Cyprus Mail
Africa

Tanzania signs $3bn hydro deal in heritage site despite concerns

Known for its elephants, black rhinos and giraffes, the reserve covers 50,000 square km and is one of the largest protected areas in Africa, according to UNESCO

Tanzania will build a $3 billion hydroelectric plant in a UNESCO world heritage site under a contract announced on Wednesday involving Egyptian companies despite concerns raised about the impact on wildlife.

Tanzanian President John Magufuli, nicknamed “the bulldozer” for his forceful leadership style, has pushed for the project to start despite concerns raised about the impact on theSelous Game Reserve.

Known for its elephants, black rhinos and giraffes, the reserve covers 50,000 square km and is one of the largest protected areas in Africa, according to UNESCO.

The planned hydropower dam “puts protected areas of global importance, as well as the livelihoods of over 200,000 people who depend upon the environment, at risk,” the World Wildlife Fund conservation group said in a report in July 2017.

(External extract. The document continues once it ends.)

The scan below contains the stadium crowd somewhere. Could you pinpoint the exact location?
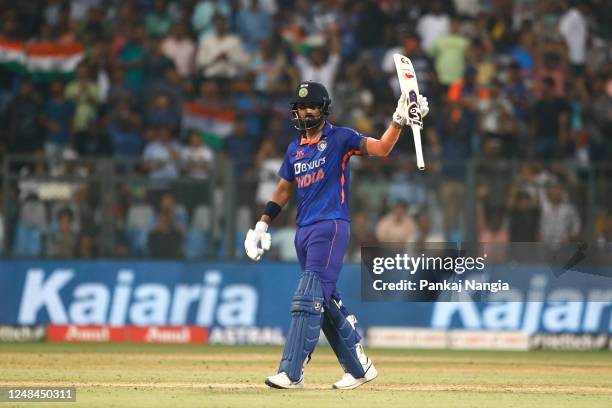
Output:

Officials at the WWF Tanzania office were not immediately available to comment on Wednesday.

Tanzania announced it had signed deals with Egypt’s El Sewedy Electric Co and Arab Contractors to build the hydroelectric plant, a project that will more than double Tanzania’s power generation capacity.

Energy Minister Medard Kalemani told state television the plant will have an installed capacity of 2,115 megawatts, calling it “a very huge dam project”.

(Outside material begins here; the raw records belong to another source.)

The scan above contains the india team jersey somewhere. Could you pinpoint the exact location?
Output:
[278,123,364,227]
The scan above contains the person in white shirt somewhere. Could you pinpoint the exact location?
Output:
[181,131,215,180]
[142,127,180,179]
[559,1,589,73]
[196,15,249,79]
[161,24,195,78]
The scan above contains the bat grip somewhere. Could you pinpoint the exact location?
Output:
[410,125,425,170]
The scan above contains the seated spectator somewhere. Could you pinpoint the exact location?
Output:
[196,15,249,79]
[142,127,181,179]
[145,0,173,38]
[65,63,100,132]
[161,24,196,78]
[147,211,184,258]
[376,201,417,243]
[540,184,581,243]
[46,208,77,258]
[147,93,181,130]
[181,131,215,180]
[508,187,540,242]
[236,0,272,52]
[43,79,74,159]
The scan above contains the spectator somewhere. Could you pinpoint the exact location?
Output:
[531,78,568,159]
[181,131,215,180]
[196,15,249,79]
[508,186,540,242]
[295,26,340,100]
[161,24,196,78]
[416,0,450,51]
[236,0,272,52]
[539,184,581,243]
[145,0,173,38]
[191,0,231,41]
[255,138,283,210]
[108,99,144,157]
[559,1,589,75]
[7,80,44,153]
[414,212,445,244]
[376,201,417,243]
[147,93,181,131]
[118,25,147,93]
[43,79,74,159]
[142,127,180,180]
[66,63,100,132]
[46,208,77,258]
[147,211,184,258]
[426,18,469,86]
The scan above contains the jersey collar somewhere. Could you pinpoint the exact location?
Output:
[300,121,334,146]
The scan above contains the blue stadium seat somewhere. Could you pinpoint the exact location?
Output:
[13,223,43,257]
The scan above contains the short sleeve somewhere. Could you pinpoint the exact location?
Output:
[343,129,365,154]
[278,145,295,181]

Representatives of state-run Tanzania Electric Supply Co, El Sewedy and Arab Contractors signed the agreement in the presence of President Magufuli and Egyptian Prime Minister Mostafa Madbouly, TV broadcasts showed.

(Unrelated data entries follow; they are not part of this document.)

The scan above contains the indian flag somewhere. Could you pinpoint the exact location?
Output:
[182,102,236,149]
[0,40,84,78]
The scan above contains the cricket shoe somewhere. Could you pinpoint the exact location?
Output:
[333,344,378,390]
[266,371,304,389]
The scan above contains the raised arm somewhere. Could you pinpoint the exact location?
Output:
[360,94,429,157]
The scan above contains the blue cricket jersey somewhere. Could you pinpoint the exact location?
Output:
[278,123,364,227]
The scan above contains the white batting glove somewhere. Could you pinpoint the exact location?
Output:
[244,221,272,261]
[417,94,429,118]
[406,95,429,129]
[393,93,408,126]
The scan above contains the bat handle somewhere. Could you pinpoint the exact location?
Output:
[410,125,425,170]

“When we asked for financing for this project, the lenders refused to give us money but thanks to improved tax collection, we are able to finance this project using our own resources,” Magufuli said.

Monthly tax revenue has increased to an average of 1.3 trillion shillings ($566 million) per month under his administration from 850 billion before he came to power in late 2015, Magufuli said.

He rejected the environmental concerns, saying Tanzania had allocated 32.5 percent of its land mass to conservation.

“The dam will become a major source of water and the cheap electricity to be produced from the dam will reduce the number of people who cut trees for firewood,” he said.

Arab Contractors will hold a 55 percent stake in the project and El Sewedy 45 percent, El Sewedy said. It expects the project to take 42 months and production to start by April 2022.

Magufuli has introduced anti-corruption measures and tough economic reforms and pushed for swift completion of big infrastructure projects including roads, railways and airports.